With an ancient academic tradition, that had its roots in Coimbra, where one of the Europe's oldest universities was founded back in 1290, Portuguese students still wear black capes, and follow the "praxe" codes.

Every year in May, during the Academic Week, students ending their first year in college will celebrate by gathering ribbons from their families and friend, who write their best wishes on them, and then burn them as an act of transition to the next level, where they are no longer considered freshman. This is also the time for the freshmen to be officially allowed to wear the black the cape (that actually inspired J. K. Rowling for Harry Potter) and be blessed in a 'baptism' by their godfathers, usually older students that help them throughout the school year. 

Queima das fitas

With few changes from one city to another, capes  can change to represent different colleges, some schools have their own rules and code of conduct set by the Praxe committee which can be different, but the common ground will be the celebration of the new students and the goodbye to the ones that are graduating and get their ribbons 'blessed' at an official ceremony. 

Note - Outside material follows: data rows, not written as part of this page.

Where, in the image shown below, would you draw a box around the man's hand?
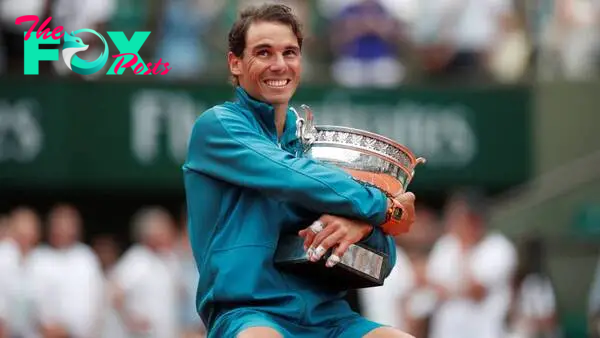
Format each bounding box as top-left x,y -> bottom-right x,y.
298,215 -> 373,267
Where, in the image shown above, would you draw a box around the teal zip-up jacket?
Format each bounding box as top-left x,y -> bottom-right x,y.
183,87 -> 396,336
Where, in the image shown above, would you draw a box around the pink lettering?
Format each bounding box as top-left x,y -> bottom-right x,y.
113,53 -> 137,74
15,15 -> 64,41
160,62 -> 173,75
144,62 -> 156,75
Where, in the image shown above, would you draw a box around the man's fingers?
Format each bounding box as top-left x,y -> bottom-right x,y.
325,241 -> 350,268
298,219 -> 325,250
308,224 -> 336,262
310,229 -> 346,262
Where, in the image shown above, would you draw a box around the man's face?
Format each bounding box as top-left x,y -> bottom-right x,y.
49,210 -> 79,248
228,22 -> 302,104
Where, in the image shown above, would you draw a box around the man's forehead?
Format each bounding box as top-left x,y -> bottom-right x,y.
246,22 -> 298,48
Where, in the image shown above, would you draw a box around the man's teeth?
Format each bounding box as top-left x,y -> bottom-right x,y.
266,80 -> 288,87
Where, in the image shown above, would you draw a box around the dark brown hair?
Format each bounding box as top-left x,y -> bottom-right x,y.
229,4 -> 304,84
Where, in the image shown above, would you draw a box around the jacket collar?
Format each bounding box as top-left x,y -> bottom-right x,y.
235,86 -> 296,144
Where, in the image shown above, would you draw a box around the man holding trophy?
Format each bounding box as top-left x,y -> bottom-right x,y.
183,5 -> 419,338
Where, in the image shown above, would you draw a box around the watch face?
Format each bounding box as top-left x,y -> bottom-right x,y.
392,207 -> 402,220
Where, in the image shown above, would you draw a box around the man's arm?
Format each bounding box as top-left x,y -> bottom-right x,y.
359,227 -> 396,278
184,107 -> 388,225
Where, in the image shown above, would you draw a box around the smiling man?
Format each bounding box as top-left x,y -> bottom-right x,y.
183,5 -> 414,338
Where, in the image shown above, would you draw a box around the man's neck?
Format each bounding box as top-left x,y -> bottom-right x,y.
273,104 -> 288,138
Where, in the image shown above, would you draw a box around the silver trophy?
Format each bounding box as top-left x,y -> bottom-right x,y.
275,105 -> 425,290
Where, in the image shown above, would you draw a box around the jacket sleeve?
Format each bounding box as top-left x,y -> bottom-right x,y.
184,107 -> 387,226
360,227 -> 396,278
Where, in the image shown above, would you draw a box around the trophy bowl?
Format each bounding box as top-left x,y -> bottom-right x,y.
275,106 -> 425,291
304,125 -> 425,197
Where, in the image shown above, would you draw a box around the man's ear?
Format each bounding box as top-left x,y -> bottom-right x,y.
227,52 -> 242,76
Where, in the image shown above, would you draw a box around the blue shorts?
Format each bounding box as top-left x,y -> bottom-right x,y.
208,309 -> 384,338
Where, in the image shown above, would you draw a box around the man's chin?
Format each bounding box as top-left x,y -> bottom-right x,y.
264,93 -> 292,105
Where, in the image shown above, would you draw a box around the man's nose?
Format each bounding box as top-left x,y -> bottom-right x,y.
271,54 -> 287,72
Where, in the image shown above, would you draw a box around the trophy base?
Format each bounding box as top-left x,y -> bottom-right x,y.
275,235 -> 389,291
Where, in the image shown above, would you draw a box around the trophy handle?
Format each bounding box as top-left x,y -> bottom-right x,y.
290,104 -> 317,149
404,157 -> 427,192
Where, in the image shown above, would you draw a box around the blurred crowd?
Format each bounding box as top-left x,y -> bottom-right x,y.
0,190 -> 600,338
0,0 -> 600,87
0,204 -> 204,338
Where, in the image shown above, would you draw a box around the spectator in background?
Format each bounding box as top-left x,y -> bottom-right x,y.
34,204 -> 103,338
110,207 -> 181,338
0,208 -> 43,338
427,191 -> 517,338
331,0 -> 405,87
358,235 -> 419,332
413,0 -> 514,81
0,215 -> 8,243
92,235 -> 121,276
155,0 -> 225,80
49,0 -> 115,79
588,255 -> 600,338
508,238 -> 559,338
177,222 -> 206,338
358,204 -> 436,337
0,0 -> 50,75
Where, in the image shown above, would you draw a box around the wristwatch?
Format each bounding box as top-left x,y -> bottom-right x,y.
385,198 -> 404,223
381,198 -> 410,236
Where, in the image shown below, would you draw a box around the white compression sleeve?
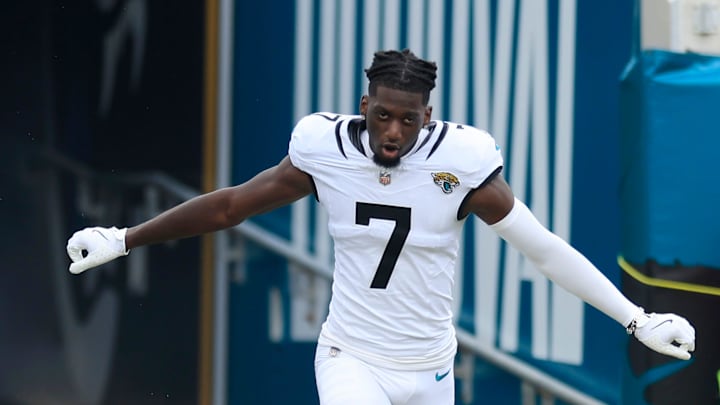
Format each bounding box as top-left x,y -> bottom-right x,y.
490,198 -> 638,326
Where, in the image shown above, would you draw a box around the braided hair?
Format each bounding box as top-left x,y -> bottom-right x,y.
365,49 -> 437,105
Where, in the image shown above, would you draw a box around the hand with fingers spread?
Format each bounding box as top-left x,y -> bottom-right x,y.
67,227 -> 130,274
627,308 -> 695,360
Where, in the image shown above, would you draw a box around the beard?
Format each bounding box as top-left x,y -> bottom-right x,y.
373,154 -> 400,169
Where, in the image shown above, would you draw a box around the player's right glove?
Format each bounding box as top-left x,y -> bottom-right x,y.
627,308 -> 695,360
67,226 -> 130,274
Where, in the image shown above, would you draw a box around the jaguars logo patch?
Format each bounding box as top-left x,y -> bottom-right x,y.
430,172 -> 460,194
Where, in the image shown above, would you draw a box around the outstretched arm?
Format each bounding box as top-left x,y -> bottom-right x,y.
125,157 -> 312,249
464,176 -> 695,359
67,157 -> 313,273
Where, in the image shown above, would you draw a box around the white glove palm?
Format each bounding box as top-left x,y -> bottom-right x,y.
628,311 -> 695,360
67,227 -> 130,274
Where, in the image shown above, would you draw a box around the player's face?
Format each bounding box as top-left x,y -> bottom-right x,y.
360,86 -> 432,167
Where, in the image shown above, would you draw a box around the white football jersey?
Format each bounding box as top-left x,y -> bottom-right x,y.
289,113 -> 503,370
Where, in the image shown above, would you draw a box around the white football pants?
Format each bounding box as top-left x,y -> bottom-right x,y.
315,345 -> 455,405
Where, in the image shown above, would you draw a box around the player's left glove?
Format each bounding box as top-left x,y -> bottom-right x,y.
627,308 -> 695,360
67,226 -> 130,274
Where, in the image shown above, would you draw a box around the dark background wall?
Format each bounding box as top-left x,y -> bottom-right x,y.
0,0 -> 204,404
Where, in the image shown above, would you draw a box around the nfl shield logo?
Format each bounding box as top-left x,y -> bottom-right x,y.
378,170 -> 390,186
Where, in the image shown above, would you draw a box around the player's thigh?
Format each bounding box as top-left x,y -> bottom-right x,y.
315,346 -> 390,405
407,361 -> 455,405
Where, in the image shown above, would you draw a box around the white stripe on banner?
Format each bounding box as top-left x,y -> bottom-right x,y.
290,0 -> 584,364
550,0 -> 585,364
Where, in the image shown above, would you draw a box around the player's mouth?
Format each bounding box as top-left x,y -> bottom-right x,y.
382,143 -> 400,159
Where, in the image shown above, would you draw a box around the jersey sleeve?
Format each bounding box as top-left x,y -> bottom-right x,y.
288,114 -> 328,175
457,127 -> 503,188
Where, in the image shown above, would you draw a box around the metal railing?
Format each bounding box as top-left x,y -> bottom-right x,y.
43,151 -> 605,405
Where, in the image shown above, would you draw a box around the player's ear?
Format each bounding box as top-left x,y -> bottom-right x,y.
360,94 -> 368,118
423,105 -> 432,126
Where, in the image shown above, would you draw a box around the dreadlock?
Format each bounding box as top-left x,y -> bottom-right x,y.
365,49 -> 437,105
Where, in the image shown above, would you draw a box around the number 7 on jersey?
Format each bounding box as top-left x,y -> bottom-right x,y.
355,202 -> 410,288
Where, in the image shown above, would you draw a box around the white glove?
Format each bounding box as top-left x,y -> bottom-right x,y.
627,308 -> 695,360
67,226 -> 130,274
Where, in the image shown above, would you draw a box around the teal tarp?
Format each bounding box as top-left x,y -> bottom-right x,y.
620,50 -> 720,267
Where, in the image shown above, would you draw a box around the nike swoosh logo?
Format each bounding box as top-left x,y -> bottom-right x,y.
435,370 -> 450,381
650,319 -> 672,330
93,229 -> 108,240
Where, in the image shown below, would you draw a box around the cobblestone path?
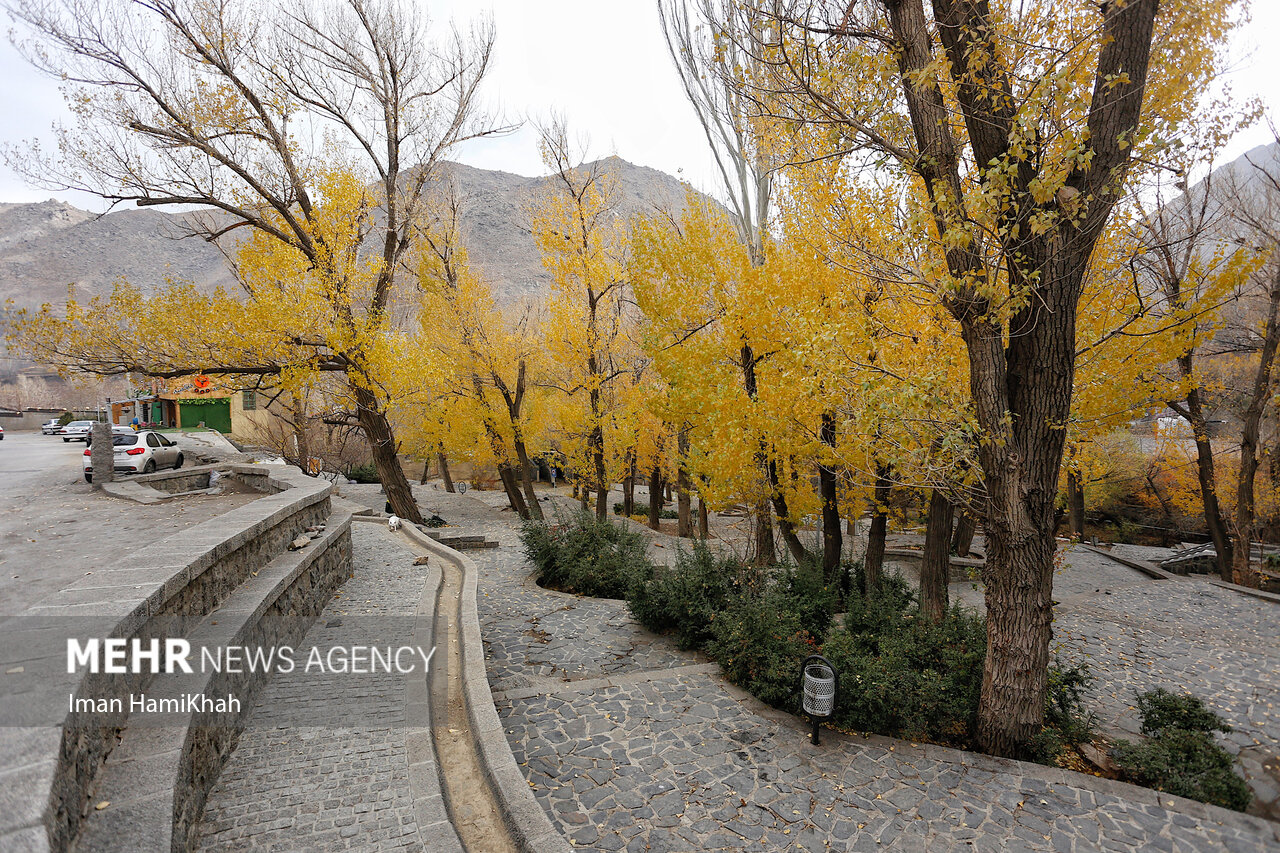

It is also a week of concerts and parties across academic cities. From Braga, to Porto, to Guarda, to Aveiro, to Coimbra, to Lisbon or the Algarve, you will find a Queimodromo: the venue where students have their improvised stands selling food and drinks to raise money for their fun. Like an amusement  park, this is where live shows take place everyday, carousels and roller coaster get crowded  and games and more food are included.